Several other scaffolds have been used to check consistency of this
final selection.
A: 1100 acids are classified into different sets cntgrp1, cntgrp2 etc. of
increasing structural complexity.
cntgrp1 is further divided into two based on the number of pharmacophores
(np) exhibited
by the final library products.
B: Any previously selected are added to the working set to constitute the
starting list.
C: a diverse set is selected using DIVSEL. The two numbers at the bottom of
each
column give the number of pharmacophores in the selected set and those in
all molecules considered to date respectively.
DISCUSSION
Our selection was based on pharmacophore descriptors as implemented in
ChemDiverse (3) and using in-house definitions (4). Due to the large number
of combinations possible (R1xR2) we have defined a subset of 11
representative alpha-amino-acids at R2 that covers over 90% of the diversity
space in that position. This reduces substantially the CPU time needed for
the subsequent calculations. The DBRS selection algorithm has the pitfall
that it points quite rapidly to complex structures as these exhibit
substantially more unique pharmacophores, thus adding more to the diversity
space considered, but are of less interest in an initial screening set. This
led us to develop procedures to identify less complex structures initially
and perform reagent selection in a stepwise manner. The 90 acids so selected
cover over 85 % of the diversity space considered. Such a selection has
proven to be useful to the chemist for final reagent selection.
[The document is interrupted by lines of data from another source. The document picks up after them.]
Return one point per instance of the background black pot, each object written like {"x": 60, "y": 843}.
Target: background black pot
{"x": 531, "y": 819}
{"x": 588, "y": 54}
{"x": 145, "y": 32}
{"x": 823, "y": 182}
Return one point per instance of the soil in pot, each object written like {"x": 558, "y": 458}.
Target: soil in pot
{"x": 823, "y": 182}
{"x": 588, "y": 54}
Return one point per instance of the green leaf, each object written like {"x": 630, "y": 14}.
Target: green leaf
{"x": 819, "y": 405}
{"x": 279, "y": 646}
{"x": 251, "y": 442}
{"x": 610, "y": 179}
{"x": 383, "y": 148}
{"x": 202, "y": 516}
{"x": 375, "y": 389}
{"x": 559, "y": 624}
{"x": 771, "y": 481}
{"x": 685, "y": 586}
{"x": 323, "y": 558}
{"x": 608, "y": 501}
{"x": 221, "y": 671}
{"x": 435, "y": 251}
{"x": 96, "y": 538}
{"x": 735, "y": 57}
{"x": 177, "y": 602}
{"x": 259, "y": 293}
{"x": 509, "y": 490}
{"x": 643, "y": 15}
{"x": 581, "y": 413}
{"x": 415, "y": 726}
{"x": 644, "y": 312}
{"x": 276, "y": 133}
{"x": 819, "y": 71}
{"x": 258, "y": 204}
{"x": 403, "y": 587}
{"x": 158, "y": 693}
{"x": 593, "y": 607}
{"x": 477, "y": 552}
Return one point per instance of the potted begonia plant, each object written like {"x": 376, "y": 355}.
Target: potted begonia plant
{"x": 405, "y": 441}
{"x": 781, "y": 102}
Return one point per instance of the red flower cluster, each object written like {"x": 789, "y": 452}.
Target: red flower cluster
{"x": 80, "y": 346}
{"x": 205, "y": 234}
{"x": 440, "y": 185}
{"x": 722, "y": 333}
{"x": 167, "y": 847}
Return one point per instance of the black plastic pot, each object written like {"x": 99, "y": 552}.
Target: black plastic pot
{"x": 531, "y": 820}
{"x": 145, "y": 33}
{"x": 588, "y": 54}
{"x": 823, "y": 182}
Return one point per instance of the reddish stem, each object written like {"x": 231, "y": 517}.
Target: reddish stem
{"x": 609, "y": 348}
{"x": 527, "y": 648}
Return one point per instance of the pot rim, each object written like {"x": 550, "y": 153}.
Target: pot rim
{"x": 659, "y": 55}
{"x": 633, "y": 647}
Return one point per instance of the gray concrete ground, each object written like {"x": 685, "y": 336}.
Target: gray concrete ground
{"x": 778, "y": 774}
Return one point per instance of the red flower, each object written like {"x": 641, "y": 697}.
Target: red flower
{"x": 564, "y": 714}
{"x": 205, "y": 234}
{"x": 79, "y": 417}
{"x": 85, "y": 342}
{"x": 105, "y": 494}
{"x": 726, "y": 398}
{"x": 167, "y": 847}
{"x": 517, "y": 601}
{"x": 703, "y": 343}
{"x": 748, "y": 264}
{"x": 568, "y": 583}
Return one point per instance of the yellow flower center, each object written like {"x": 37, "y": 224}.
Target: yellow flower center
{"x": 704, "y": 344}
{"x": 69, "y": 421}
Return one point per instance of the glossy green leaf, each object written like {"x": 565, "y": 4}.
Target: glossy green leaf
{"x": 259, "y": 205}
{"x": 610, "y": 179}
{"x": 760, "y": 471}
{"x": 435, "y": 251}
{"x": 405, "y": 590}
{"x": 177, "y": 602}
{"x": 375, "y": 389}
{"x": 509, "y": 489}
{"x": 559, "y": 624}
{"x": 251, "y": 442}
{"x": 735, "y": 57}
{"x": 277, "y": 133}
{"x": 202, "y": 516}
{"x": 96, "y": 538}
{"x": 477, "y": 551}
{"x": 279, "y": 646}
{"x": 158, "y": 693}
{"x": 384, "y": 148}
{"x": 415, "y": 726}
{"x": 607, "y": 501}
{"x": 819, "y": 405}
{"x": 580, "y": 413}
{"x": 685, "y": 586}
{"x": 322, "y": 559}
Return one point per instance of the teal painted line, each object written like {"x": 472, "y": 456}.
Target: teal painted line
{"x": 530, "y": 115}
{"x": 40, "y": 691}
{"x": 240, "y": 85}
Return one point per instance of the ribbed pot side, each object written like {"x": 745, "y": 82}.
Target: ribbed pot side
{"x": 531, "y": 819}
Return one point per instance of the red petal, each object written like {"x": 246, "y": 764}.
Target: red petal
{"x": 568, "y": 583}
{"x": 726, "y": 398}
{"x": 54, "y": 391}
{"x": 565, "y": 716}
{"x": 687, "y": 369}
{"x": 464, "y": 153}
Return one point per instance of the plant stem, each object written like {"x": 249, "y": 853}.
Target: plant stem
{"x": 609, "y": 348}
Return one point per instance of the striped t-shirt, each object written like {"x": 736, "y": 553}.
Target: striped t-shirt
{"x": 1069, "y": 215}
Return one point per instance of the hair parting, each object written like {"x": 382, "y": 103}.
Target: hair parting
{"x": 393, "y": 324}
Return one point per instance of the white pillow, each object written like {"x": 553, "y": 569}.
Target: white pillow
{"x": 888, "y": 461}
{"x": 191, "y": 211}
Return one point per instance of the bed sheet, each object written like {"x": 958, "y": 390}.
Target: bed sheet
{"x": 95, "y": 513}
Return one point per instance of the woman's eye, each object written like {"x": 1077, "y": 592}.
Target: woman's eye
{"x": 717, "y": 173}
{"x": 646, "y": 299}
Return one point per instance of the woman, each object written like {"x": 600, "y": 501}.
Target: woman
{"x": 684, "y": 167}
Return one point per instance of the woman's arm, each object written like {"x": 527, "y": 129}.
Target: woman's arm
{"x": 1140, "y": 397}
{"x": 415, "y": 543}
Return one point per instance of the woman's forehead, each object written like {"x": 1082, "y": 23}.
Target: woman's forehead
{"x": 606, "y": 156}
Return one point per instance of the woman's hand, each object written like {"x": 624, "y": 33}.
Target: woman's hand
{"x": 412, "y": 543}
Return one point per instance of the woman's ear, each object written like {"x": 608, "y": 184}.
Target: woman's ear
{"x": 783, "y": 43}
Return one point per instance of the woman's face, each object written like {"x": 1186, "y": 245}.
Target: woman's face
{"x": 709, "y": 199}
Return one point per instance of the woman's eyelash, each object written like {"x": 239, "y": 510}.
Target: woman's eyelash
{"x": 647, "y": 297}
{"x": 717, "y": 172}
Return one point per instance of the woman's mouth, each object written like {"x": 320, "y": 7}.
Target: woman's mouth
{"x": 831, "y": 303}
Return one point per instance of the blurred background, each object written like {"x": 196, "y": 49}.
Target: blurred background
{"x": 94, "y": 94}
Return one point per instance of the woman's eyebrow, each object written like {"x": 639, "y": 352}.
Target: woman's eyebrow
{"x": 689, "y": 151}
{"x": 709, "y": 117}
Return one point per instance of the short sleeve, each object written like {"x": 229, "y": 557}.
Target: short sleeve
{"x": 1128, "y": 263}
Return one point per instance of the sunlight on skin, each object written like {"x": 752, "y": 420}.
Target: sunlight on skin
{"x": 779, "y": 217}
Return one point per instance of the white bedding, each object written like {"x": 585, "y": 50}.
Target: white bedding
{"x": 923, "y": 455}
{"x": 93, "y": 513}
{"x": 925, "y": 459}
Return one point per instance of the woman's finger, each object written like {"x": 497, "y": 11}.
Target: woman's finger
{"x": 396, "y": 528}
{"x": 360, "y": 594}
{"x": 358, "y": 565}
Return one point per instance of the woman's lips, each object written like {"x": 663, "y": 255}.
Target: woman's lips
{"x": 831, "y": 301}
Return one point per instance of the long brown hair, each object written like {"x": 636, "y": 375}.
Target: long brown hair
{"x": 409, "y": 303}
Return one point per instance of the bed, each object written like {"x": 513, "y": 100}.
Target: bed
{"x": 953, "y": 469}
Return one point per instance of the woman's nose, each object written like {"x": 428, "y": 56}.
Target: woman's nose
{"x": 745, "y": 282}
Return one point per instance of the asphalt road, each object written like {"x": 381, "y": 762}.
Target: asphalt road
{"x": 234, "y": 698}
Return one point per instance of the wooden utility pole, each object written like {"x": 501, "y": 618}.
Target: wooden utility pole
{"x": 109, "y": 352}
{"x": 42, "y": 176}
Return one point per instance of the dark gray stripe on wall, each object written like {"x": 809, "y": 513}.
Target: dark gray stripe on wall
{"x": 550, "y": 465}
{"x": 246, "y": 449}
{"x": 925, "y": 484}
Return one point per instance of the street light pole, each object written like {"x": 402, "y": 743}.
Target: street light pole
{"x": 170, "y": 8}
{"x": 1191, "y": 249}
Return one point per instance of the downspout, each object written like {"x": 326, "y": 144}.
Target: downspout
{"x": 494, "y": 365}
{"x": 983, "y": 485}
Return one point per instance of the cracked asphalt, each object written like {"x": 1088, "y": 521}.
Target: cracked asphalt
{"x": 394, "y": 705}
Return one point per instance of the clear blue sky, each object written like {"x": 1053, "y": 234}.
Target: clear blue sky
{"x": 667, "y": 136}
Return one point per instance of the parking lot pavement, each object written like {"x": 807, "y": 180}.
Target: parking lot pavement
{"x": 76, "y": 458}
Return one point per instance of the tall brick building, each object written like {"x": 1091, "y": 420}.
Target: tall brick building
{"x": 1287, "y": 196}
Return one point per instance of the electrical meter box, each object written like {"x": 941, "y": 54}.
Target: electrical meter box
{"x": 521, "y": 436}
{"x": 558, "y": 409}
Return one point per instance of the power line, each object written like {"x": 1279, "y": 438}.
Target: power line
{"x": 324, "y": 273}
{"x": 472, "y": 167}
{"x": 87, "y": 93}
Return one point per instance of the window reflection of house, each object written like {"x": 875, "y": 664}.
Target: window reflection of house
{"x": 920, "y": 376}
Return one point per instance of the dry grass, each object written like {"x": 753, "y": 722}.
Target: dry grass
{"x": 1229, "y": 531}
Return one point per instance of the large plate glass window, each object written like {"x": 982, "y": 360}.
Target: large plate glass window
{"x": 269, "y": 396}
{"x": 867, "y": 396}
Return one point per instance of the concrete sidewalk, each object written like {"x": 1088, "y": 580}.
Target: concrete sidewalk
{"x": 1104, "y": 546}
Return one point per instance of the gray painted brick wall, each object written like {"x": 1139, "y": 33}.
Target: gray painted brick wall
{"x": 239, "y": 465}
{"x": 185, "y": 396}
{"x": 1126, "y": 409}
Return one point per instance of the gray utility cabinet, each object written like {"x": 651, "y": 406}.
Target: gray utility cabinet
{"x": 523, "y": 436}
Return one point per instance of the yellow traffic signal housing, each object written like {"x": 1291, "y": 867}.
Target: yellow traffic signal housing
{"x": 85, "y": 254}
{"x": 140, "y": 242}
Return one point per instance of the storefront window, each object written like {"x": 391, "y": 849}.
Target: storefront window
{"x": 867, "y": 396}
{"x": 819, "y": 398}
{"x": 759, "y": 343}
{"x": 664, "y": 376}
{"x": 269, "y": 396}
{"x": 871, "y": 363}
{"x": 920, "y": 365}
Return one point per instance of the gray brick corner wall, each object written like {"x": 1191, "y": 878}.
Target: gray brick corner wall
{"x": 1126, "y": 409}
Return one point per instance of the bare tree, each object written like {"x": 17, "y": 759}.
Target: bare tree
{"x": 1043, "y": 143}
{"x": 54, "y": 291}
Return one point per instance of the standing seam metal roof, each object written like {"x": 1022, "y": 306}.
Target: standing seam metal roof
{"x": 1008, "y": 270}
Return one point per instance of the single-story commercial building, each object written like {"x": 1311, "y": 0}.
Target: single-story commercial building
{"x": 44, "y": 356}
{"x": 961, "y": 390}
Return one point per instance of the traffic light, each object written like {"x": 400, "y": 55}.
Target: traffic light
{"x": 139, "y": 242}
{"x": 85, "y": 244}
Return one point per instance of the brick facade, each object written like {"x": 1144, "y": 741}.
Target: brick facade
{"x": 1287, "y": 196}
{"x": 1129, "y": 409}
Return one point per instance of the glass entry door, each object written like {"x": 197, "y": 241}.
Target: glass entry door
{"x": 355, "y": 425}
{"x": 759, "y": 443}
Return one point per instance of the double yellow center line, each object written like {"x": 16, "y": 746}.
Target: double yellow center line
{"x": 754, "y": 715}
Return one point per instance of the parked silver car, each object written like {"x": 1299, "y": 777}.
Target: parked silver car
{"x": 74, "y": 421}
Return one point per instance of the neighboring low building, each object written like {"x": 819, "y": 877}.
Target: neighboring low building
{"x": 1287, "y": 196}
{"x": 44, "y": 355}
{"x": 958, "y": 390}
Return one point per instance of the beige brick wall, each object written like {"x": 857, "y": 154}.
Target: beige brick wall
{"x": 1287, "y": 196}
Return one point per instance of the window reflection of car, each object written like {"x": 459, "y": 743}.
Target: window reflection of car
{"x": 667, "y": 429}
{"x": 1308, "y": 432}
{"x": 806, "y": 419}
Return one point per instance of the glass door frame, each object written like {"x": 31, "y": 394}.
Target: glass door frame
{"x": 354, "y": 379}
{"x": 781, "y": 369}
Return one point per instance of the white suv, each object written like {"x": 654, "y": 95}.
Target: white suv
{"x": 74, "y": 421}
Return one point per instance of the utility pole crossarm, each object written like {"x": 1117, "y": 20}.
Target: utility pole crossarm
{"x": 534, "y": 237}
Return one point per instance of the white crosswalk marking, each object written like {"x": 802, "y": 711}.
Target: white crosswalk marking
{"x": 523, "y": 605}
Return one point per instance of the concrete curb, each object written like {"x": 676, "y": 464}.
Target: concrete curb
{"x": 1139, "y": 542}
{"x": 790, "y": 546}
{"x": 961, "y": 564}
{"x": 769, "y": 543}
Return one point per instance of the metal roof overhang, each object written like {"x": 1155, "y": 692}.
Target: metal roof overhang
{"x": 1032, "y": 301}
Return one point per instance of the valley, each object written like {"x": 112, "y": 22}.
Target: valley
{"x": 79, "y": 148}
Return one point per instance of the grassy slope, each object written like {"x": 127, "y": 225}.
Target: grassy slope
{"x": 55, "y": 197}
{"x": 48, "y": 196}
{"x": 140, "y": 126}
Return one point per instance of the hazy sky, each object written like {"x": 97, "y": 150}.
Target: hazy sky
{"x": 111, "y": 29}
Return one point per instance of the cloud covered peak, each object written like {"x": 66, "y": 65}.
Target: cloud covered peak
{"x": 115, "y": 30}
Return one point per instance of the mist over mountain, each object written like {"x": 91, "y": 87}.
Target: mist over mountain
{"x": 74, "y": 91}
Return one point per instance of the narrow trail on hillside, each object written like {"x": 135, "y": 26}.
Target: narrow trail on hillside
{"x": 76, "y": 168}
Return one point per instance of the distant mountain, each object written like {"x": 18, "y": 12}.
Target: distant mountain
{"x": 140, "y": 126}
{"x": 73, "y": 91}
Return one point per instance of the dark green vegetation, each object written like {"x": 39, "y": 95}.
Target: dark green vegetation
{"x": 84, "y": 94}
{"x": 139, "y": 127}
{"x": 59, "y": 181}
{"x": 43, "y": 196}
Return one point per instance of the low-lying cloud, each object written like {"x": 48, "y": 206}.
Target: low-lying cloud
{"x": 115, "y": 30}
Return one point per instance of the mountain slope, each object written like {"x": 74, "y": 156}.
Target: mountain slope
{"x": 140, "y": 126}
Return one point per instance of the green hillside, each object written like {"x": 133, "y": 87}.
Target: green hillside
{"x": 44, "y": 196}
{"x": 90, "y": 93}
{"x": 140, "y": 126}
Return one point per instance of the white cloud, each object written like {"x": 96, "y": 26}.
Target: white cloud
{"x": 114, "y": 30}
Although a pharmacophore intrinsically codes for some physico-chemical
properties we are currently evaluating methods that would include such
descriptors explicitly in combination with the pharmacophore descriptors.
Our current studies involve the use of software such as DiverseSolutions
(6).
CONCLUSION
We have defined a set of diverse acids for peptido-mimetic type libraries
using pharmacophore-based descriptors combined with a new algorithm for
dissimilarity based compound selection and procedures to identify the least
complex but most diverse structures.
References :
- S.D. Pickett, C. Luttmann, V. Guerin,A. Laoui and E. James, manuscript
submitted to JCICS.
- Daylight Chemical Information Systems Inc, Los Alto, California, USA.
- ChemDiverse, Chemical Design Ltd., Shipping Norton, Oxfordshire,UK.
- S. Pickett et al., JCICS, 1996, 36, 6, 1214-1223.
- In-house developed program/procedures
- R. Pearlman, University of Texas, Austin, USA.
Acknowlegments : We are grateful to J.S. Mason (CVRC) for ChemDiverse
procedures and specific parameter files used.